Desporto em geral –Durante os Jogos Olímpicos, os jornalistas brasileiros têm a oportunidade de discutir uma mudança no planejamento das futuras coberturas esportivas. Um debate que reavalie a grade de programação, principalmente das emissoras especializadas, bem como a pauta dos noticiários esportivos. O compromisso é de auxiliar o esporte brasileiro, desde o sustento dos atletas até a divulgação das competições.

O estímulo ocorre quando os atletas são mantidos nas manchetes dos principais jornais, tendo o mesmo tratamento dos jogadores de futebol que atuam nos clubes brasileiros e, ainda mais, na Europa. O requisito é que estejam atuando, com seus nomes sendo citados durante a cobertura das principais competições da modalidade, bem como em eventos de interesse midiático, principalmente pela televisão. Na cobertura diária, as diversas modalidades (olímpicas ou não) integrariam o espaço dos periódicos, diferente da prática atual, que relega os esportes considerados “amadores” – talvez pela falta de apoio – à transmissão de especiais ou breves relatos emitidos aleatoriamente pelos meios de comunicação de massa.

A ênfase da mídia aproxima o esporte da educação, da saúde e do emprego, bem como diversifica as transmissões e as notícias esportivas. O objetivo é ir além da possibilidade de conquistas de medalhas e da personificação momentânea dos esportistas, e que o esporte em geral integre os periódicos regularmente, mesmo após as disputas.

Atividades físicas e esportivas – A prática de atividades físicas e desportivas depende da divulgação dos seus benefícios, visando sempre à melhoria da qualidade de vida da população. Cabe ao jornalista, pelo menos, informar as praças disponíveis. Já a parceria com o profissional de educação física e/ou de esportes é fundamental para aproximar (e esclarecer) detalhes como o condicionamento e as regras, diminuindo a distância entre o torcedor e o cidadão que, pela informação, tem a opção de fazer exercícios, pelo menos, três vezes por semana, aumentando as chances de fugir do sedentarismo.

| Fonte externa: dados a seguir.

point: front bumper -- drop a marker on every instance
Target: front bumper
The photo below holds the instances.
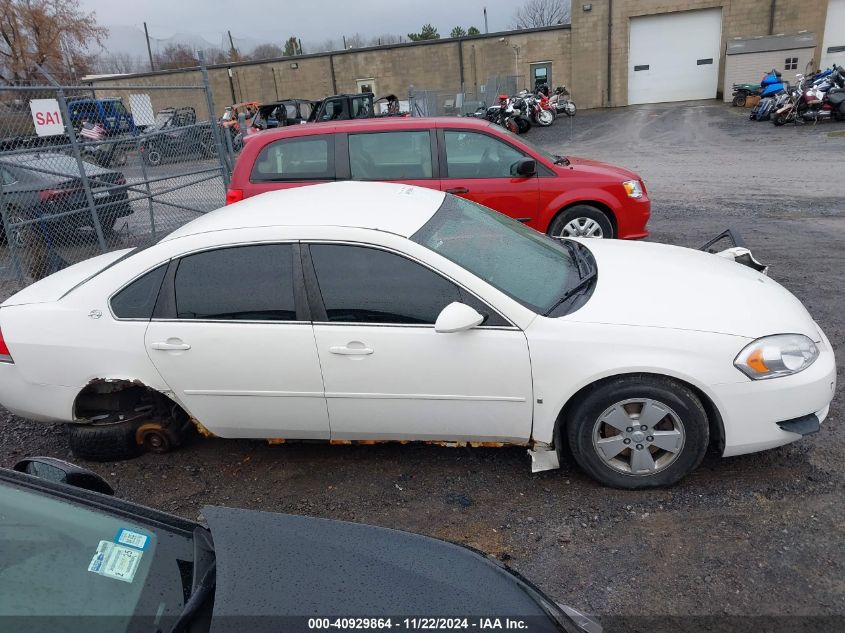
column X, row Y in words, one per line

A cultura jornalística vai além da competição, quando os atletas de alta performance são exaltados como exemplos para esta nova sociedade brasileira, avessa ao fracasso e à estética da violência, mas apaixonada pelo esporte e pela educação física, com a educação sendo colocada em primeiro lugar na vida de um povo despojado, feliz e vitorioso. Da superação dos atletas e dos jornalistas depende o cidadão comum, que tem, nos heróis e nas notícias, a esperança de um Brasil melhor. 

Luciano Maluly é professor da Escola de Comunicações e Artes (ECA) da USP.